Ensuring that women are protected from physical, sexual or psychological abuse if they flee abroad is what lies behind the proposed European Protection Order. Several European governments would like the order to take the form of a directive to ensure it covers the whole of the European Union. On Tuesday 1 June Members of the Civil Liberties and Women's Rights Committee considered the issues at stake.
The Protection Order is intended to protect people who are at risk of violence, be it physical, sexual or mental. The person need not have been a victim of violence, just the threat would be sufficient.
Spanish Socialist MEP Carmen Romero López has co-sponsored the report. Speaking to fellow Members Tuesday she said that “this is an initiative by thousands of women, and thousands of victims, not only women”.
“100,000 protection orders”
She went on to say that “today in Spain there are 118,000 restraining orders in force, 30,000-40,000 each year. In the European Union we might expect some 100,000 protection orders - to give you some idea on the order of magnitude.”

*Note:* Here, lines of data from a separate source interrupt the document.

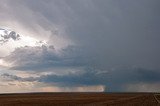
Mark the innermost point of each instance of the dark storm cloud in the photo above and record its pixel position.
(111, 80)
(115, 33)
(42, 57)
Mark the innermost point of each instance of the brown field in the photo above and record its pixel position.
(79, 99)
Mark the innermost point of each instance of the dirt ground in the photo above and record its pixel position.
(79, 99)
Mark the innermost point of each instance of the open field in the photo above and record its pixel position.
(80, 99)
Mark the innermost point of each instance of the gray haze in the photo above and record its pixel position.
(113, 43)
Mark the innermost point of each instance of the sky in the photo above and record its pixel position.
(79, 46)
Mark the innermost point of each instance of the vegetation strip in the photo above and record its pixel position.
(156, 98)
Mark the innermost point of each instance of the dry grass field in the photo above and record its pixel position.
(79, 99)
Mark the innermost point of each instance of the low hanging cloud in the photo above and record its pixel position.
(113, 80)
(41, 57)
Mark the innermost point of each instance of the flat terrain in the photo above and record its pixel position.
(80, 99)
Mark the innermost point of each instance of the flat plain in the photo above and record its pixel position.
(80, 99)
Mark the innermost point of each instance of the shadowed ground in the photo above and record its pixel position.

Teresa Jiménez-Becerril Barrio MEP from the centre right European People's Party also sponsored and drafted the report. She told the Women's Rights Committee that “victims are the first people that are forgotten. The European Protection Order is basically for victims of gender-based violence who are moving in the European Union. But we should also think of victims of forced marriages, trafficking of human beings, organised crime or terrorists.”
Concerns over legal definitions
Some concerns were raised during the discussions about the legal ramifications of such a directive in relation to existing protection that exists in European countries.
There were also concerns about how to define when someone was at risk. British MEP Timothy Kirkhope (ECR) told fellow MEPs that “we should recognize the need for a conviction before issuing an EPO. I don't like the notion of possible victims of crime - we are all possible victims”
In the next few days European Union governments are expected to arrive at a final document. If it is to become part of EU law it will need a vote of approval by the whole European Parliament.